QCinema fields career-boosting portrayals
There are as many career-boosting portrayals as there are cinematic head-scratchers in this year’s QCinema film festival, onview at Robinsons Galleria, Gateway and TriNoma until today, Oct. 31. The entries to watch, in no particular order, are Lem Lorca’s “Water Lemon,” Mihk Vergara’s “Patintero: Ang Alamat Ni Meng Patalo” and Chuck Gutierrez’s “Iisa,” followed by Jun Lana’s cleverly realized but overly chatty “Anino Sa Likod Ng Buwan,” which isn’t an entry in the competition’s main Circle category.
A number of times, we felt gypped by teeth-grating films that came out of great ideas that their directors couldn’t execute as a comprehensible whole—or those that use abstractions to conceal their filmmakers’ inability to tell a coherent story.
Moreover, many of this year’s entries are weighed down by an alienating slowness that leaves too much room for dramatic tension or nuance that isn’t even there—which is a problem, because not everybody has Lav Diaz’s idiosyncratic ability to come up with protracted but compellingly told tales.
We loved Jet Leyco’s “Bukas Na Lang Sapagkat Gabi Na”—but, “MatangTubig,” his latest mind-bender, about the mysterious disappearance of two girls and the “supernatural” secrets their small town keeps, goes downhill quickly after its gorgeously framed establishing shots. It squanders too much time chasing red herrings and dead-ends, rather than focusing on what it truly wants to say.
Pepe Diokno’s overreaching “Kapatiran,” about the senselessness of hazing and the morally inept society that perpetuates its practice, has focus issues—it aims to say so much with meandering narrative snippets that don’t go anywhere.
It is moving when it isn’t filling its screen time with too many “visual” distractions that confound more than they clarify. But, the movie features a short but indelible performance from Menggie Cobarrubias, as a terrifying, insult-spewing law professor.
Despite Benjamin Alves’ commanding presence, Cesar Hernando’s “Gayuma” sags under the weight of its ambition, as it follows the tragic repercussions that transpire when art student, Mike Buenavista (Alves), falls for Stella (Phoebe Walker), a vengeful ghost from his grandfather’s sketchy past.
The film initially intrigues but quickly loses steam. Then, it drags—and drags some more.
Mario Cornejo’s “Apocalypse Child” fields an intriguing premise—about Ford (Sid Lucero), a surfer who’s as “disconnected” from the woman who adores him (best supporting actress Annicka Dolonius, in a heartbreaking turn) as he is from the possibility that he could be—Francis Ford Coppola’s love child!
Unfortunately, we found it hard to empathize with characters that felt detached from the rest of the hoi polloi. However, RK Bagatsing comes off well in a finely limned characterization as Ford’s emotionally fragile bosom buddy.

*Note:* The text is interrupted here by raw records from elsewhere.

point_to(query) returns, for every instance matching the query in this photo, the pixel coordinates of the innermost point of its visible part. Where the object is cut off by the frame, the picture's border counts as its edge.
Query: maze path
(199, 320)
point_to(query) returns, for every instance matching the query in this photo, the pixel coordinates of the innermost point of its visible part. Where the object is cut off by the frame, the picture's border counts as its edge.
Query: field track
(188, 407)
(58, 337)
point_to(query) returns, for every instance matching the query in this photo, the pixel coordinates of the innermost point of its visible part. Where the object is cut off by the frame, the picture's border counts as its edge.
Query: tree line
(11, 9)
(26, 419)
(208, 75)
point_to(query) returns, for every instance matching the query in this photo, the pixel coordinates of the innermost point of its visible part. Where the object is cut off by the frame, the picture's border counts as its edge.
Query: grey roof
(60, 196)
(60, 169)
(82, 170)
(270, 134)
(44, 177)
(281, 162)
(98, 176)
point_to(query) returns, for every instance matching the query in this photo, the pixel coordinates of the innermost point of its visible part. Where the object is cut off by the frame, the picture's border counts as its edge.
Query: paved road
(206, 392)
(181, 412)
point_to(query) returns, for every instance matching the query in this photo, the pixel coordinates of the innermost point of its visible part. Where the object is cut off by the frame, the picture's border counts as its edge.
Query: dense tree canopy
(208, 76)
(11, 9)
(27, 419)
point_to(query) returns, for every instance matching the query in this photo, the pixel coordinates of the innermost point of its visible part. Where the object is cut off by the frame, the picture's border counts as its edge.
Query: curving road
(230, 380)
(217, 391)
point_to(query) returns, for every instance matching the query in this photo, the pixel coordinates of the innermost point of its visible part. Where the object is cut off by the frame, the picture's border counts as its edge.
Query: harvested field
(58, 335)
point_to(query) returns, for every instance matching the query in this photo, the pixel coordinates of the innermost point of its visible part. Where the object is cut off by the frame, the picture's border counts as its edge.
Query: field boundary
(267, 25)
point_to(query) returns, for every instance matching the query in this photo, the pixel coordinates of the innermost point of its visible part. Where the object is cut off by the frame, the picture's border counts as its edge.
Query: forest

Framed by the neverending conflict in war-ravaged Mindanao, Chuck Gutierrez’s “Iisa” examines the fractured relationships between underground amazon, Ross (Angeli Bayani, moving as always), and the people who accuse her of stealing from the Party she swore to serve well in the aftermath of a typhoon that has claimed the lives of her comrades—including her husband, Rufo/Lance (Jess Mendoza). Is she as guilty as she looks?
Glaiza de Castro and QCinema best actor Dominic Roco benefit from the easy chemistry they share in Prime Cruz’s offbeat rom-com, “Sleepless,” about call-center agents, Gem and Barry, both insomniacs, who find comfort in each other’s company as they muse about their humdrum existence.
Boosted by Lee Meily’s stunning camerawork and a persuasive script (by Lilit Reyes) that brims with warmth, “Water Lemon” tells the story of Asperger’s syndrome-stricken Filemon (Junjun Quintana, in the role of a lifetime), his doting mother (the spot-on Tessie Tomas, who won best actress) and the quirky residents (best supporting actor Lou Veloso, Alessandra de Rossi, Meryll Soriano, Menggie Cobarrubias) of the quaint town of Mauban in Quezon. It is director Lem Lorca’s best film to date—and QCinema’s pièce de résistance.
The pint-sized ensemble of Mihk Vergara’s metaphor-rich, coming-of-age tale, “Patintero”—our other favorite bet—is just as exceptional.
Incorporating live action with a dash of animation, the astutely imagined film champions the cause of young “losers” who come together to try their luck at patintero.
They’re often outskilled and outnumbered, but they do their best to score, anyway—even if everybody expects them to lose!